There are no reports that oral 5-ALA administration is associated with cardiac arrest. Although the cause of this patient’s cardiac arrest was unknown, the possibility that 5-ALA and severe intraoperative hypotension played a role cannot be ruled out. Intraoperative hypotension is associated with increased 30-day major adverse cardiac or cerebrovascular events after noncardiac surgery [15], and its severity and duration are associated with postoperative organ injury [16]. Therefore, hypotension should be corrected promptly, and if BP management is still difficult, surgery should be discontinued. If a patient is under general anesthesia, their BP may recover once they awaken. Spinal anesthesia also has a risk of severe hypotension [17], so it would be better to choose an anesthesia method that is best suited to managing hypotension.

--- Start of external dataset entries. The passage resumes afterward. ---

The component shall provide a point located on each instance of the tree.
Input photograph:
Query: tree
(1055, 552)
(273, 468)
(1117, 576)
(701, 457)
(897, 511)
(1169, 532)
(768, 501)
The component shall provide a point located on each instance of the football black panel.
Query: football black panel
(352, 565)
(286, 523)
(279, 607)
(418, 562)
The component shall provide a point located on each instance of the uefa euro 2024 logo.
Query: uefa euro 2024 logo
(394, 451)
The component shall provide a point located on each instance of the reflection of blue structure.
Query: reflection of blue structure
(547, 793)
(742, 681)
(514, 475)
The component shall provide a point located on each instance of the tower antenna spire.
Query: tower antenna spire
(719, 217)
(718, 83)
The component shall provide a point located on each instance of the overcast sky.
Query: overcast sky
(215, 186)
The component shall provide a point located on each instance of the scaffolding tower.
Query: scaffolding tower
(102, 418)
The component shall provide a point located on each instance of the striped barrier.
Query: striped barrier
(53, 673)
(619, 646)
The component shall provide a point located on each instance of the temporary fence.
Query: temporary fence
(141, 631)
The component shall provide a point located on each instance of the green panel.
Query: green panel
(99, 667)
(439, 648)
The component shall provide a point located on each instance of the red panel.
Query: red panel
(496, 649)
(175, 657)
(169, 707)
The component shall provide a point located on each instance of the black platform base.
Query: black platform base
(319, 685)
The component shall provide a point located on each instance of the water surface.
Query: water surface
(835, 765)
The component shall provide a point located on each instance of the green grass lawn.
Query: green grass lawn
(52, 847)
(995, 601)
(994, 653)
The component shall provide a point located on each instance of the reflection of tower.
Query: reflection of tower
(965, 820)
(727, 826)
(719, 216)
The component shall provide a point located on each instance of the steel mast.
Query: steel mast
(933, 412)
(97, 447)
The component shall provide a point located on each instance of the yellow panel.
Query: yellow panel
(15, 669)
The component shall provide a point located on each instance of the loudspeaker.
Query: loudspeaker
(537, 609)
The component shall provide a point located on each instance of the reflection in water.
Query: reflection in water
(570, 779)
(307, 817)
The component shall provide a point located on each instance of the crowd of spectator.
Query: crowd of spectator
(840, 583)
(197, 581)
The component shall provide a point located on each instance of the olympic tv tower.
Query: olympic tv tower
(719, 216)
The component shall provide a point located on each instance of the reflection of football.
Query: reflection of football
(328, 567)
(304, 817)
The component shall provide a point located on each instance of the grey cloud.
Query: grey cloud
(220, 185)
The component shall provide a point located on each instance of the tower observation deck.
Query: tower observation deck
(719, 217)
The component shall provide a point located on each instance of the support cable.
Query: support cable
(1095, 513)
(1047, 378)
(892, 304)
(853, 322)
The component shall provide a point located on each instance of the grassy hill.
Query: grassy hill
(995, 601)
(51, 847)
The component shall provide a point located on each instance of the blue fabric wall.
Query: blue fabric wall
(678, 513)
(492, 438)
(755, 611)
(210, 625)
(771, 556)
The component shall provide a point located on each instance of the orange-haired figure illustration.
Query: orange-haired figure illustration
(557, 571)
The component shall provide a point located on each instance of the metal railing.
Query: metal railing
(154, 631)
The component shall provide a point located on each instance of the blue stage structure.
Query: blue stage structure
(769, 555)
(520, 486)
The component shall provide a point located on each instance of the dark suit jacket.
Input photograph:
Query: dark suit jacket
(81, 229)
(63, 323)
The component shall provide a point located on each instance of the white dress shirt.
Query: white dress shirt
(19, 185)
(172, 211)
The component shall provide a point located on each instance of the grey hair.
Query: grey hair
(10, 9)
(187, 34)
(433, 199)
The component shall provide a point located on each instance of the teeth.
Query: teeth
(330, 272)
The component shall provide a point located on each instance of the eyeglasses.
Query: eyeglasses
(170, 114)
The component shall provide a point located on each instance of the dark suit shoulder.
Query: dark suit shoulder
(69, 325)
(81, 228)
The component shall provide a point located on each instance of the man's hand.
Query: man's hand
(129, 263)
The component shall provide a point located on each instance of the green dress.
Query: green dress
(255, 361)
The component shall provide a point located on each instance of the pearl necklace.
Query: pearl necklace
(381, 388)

It is also necessary to differentiate 5-ALA-induced shock from drug-induced anaphylactic shock. Because the operating room is dark to prevent photosensitivity, it may be difficult to observe skin symptoms such as erythema, flushing, and urticaria. For the same reason, additional intravenous cannulation may also be difficult and should be considered prior to the induction of anesthesia.

In conclusion, we treated a patient who developed postoperative cardiac arrest in addition to severe intraoperative hypotension, probably owing to the use of 5-ALA. Although the cause of cardiac arrest is unknown, the perioperative hemodynamic management of patients taking oral 5-ALA must be carefully performed, and patients with severe intraoperative hypotension should be monitored for a long period after surgery.